Do outro lado, o exagero no ceticismo político nos faz negar o papel importante que a política tem na sociedade e a mesma visão ditatorial pode surgir por meio de grupos de pressão que desacreditam o papel do diálogo na política e querem transformar suas visões de mundo em direitos, fingindo uma “democracia direta” pautada por um racionalismo que alimenta uma engenharia-social.

Isso pode nascer em qualquer lugar, independente de direita ou esquerda. Um bom exemplo disso é que reacionários vivem de uma utopia focada no passado e revolucionários em uma utopia com fé demasiada no futuro.

Em outras palavras, conservo o medo de cair em extremismos de qualquer que seja o lado.

Eu, particularmente, enxergo nazismo e fascismo como terceiras vias que absorveram o que de pior havia nas ideologias. O que li me leva a compreender assim, mas quem sou eu perto dos historiadores sérios? Nada! Apenas um estudioso movido pela curiosidade. Então, eis que cito as obras para vocês, inclusive de autores que possuem visões diferentes das minhas, mas que relatam a História pelo que ela é.

É impossível negar que neles (nesses regimes) haviam características de uma extrema-direita da época, como um ultranacionalismo. Mas, por exemplo, o biógrafo de Hitler, Joachim Fest, prova – por meio de documentos da época – que a forma de governo e propaganda bolchevique influenciou Joseph Goebbles em muitas estratégias. São fatos históricos que podem ser encontrados.

Em alguns momentos, esses regimes se encontraram, como no pacto nazi-soviético, apesar de serem inimigos na disputa pelo poder nas regiões. Tanto que nazistas usaram a ameaça comunista como propaganda, como no incêndio do Reichstag. Ian Kershaw – historiador que classifica o nazismo como extrema-direita – aponta isso em suas obras sobre o período, inclusive na biografia que faz de Hitler.

Creio que nesses debates, os livros salvam. Eles são mais importantes que uma declaração de um presidente ou de qualquer outro político. Desde já digo, não concordo com a visão simplista posta em uma única frase do presidente Jair Bolsonaro (PSL) ou do ministro Ernesto Araújo. A discussão vai além disso, mesmo entendendo que ambos queriam pontuar as semelhanças entre os regimes totalitários, absolutistas e cruéis.
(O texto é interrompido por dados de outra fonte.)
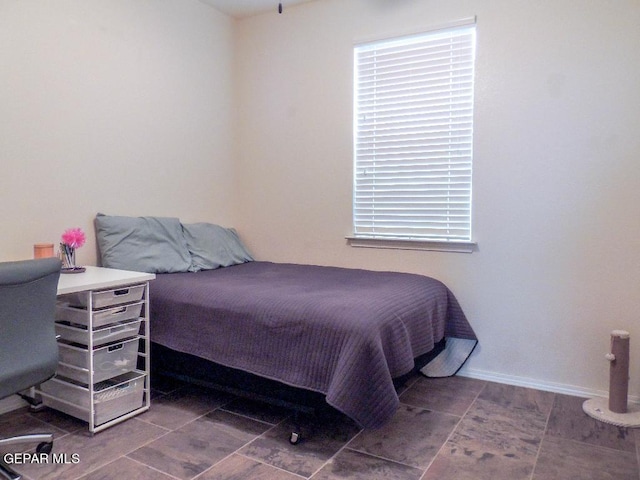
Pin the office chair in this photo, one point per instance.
(28, 347)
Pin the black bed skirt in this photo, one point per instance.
(192, 369)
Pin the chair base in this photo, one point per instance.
(45, 443)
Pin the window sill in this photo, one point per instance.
(412, 244)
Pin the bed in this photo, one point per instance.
(342, 335)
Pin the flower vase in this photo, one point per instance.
(68, 258)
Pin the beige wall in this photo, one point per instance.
(122, 107)
(556, 173)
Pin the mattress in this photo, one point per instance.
(345, 333)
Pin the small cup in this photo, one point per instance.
(43, 250)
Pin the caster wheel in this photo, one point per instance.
(44, 447)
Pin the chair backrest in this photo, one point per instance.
(28, 347)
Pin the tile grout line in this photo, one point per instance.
(544, 434)
(444, 444)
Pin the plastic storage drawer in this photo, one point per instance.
(108, 361)
(105, 298)
(80, 316)
(111, 399)
(110, 333)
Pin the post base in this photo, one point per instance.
(598, 408)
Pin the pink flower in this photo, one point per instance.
(73, 237)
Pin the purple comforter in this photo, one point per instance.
(342, 332)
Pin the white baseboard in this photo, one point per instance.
(539, 385)
(11, 403)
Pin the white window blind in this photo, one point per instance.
(413, 136)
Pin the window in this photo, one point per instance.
(413, 132)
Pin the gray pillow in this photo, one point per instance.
(212, 246)
(144, 244)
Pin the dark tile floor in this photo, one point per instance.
(445, 429)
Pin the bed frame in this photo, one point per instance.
(198, 371)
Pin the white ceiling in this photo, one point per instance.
(245, 8)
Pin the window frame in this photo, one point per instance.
(360, 238)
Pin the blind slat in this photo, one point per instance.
(413, 136)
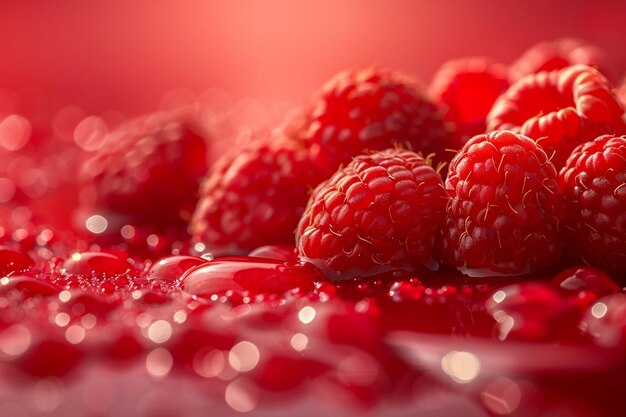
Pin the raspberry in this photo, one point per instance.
(558, 54)
(371, 109)
(147, 173)
(254, 196)
(466, 89)
(559, 109)
(504, 213)
(378, 213)
(594, 184)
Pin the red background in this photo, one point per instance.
(123, 55)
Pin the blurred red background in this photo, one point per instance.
(122, 55)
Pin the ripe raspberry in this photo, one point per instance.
(504, 214)
(466, 89)
(378, 213)
(594, 184)
(254, 196)
(559, 109)
(371, 109)
(558, 54)
(147, 173)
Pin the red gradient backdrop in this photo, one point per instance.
(122, 55)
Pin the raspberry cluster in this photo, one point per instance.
(489, 204)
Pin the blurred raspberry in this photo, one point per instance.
(371, 109)
(254, 196)
(146, 172)
(558, 54)
(504, 214)
(559, 109)
(465, 89)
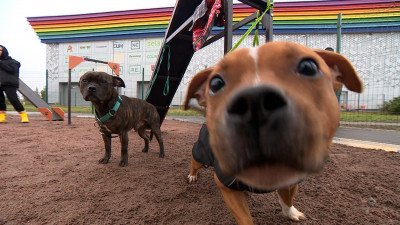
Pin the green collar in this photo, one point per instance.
(111, 112)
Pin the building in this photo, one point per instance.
(370, 39)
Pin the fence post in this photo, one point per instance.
(338, 47)
(339, 33)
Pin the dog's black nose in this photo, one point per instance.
(91, 88)
(255, 104)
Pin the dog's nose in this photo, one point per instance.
(91, 88)
(256, 104)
Como cidadão, rejeito tudo que lembre – ainda que vagamente – que tudo tem que ser feito pelo Estado, para o Estado e com o Estado. Isso massacra as liberdades individuais e direitos fundamentais que enxergo até como pré-civis, como a vida, a própria liberdade a propriedade, tal como defendem Frédéric Bastiat, Friedrich Hayek e tantos outros.

Muitos historiadores apontam que o nascimento de todo esse despotismo moderno está na Revolução Francesa. Umberto Eco, em O Fascismo Eterno, diz algo interessante a respeito de como as ideias de Hegel foram utilizadas nesse sentido, ao encarar o Estado como um espírito absoluto, tendo isso influenciado o desdobramento de muitas ideologias do século XX.
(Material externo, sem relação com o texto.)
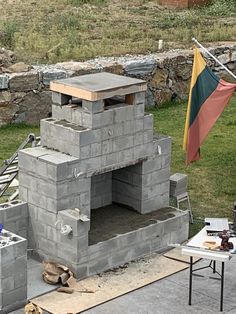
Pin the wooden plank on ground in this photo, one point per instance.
(111, 284)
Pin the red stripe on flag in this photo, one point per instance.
(210, 111)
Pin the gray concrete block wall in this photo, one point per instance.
(13, 269)
(101, 190)
(14, 217)
(132, 245)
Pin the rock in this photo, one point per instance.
(140, 67)
(7, 112)
(25, 81)
(4, 81)
(18, 67)
(160, 78)
(51, 74)
(76, 68)
(183, 71)
(40, 106)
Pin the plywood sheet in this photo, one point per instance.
(111, 285)
(98, 86)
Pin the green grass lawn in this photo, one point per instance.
(59, 30)
(211, 180)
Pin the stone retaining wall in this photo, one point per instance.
(25, 95)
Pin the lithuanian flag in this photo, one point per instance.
(208, 97)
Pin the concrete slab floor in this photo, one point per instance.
(170, 295)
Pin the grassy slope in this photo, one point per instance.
(11, 136)
(212, 180)
(56, 30)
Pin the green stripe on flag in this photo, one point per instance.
(205, 85)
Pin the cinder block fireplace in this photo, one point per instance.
(98, 187)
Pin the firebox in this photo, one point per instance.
(98, 187)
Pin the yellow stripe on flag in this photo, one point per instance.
(198, 66)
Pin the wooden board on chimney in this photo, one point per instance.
(98, 86)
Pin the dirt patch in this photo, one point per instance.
(109, 221)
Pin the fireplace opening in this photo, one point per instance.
(116, 205)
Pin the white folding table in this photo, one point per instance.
(195, 248)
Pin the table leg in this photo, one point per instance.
(222, 286)
(190, 280)
(214, 267)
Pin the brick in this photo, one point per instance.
(60, 99)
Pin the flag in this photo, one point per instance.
(208, 97)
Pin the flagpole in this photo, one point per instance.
(213, 57)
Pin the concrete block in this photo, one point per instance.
(126, 155)
(60, 99)
(4, 81)
(138, 138)
(128, 127)
(109, 159)
(85, 151)
(155, 203)
(46, 217)
(123, 142)
(112, 131)
(148, 121)
(20, 280)
(7, 284)
(21, 264)
(129, 239)
(107, 147)
(62, 113)
(96, 149)
(72, 218)
(123, 113)
(23, 193)
(93, 106)
(147, 136)
(47, 246)
(152, 231)
(138, 125)
(162, 144)
(90, 136)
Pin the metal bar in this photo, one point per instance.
(222, 286)
(190, 281)
(213, 57)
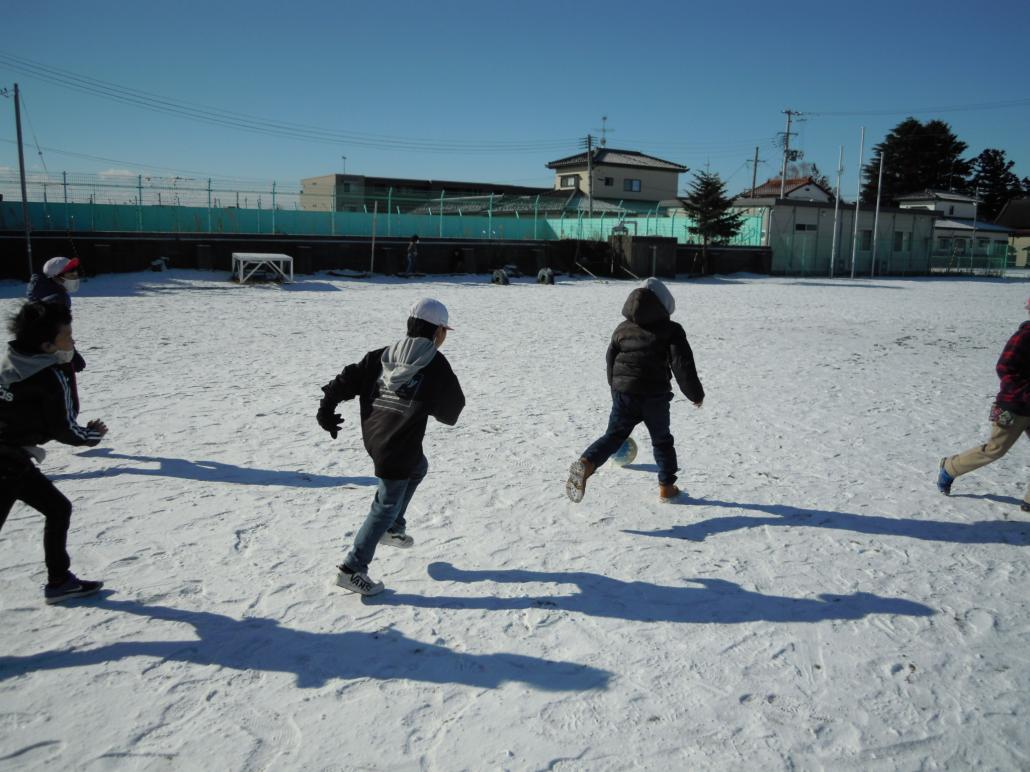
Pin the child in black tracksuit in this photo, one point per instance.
(39, 404)
(646, 351)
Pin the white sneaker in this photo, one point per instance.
(397, 539)
(357, 582)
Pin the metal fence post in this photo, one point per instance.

É que a Revolução Francesa, como expõe Thomas Paine (que era um defensor desta) acreditava que a razão planejada por ideólogos trariam o paraíso na Terra, desrespeitando tradições e culturas para a construção de uma nova sociedade como se a futura geração fosse uma folha em branco a ser transformada por uma ideia de “sociedade perfeita”. Isso – como se percebe nos debates entre Paine e Edmund Burke (muito bem exposto pelo analista político Yuval Levin, na obra O Grande Debate) – gerou o Terror e as guilhotinas, que não suportavam inclusive as visões religiosas.

Esse nascedouro possibilitou irmãos gêmeos discordantes que brigam entre si, mas adotam práticas repressivas semelhantes.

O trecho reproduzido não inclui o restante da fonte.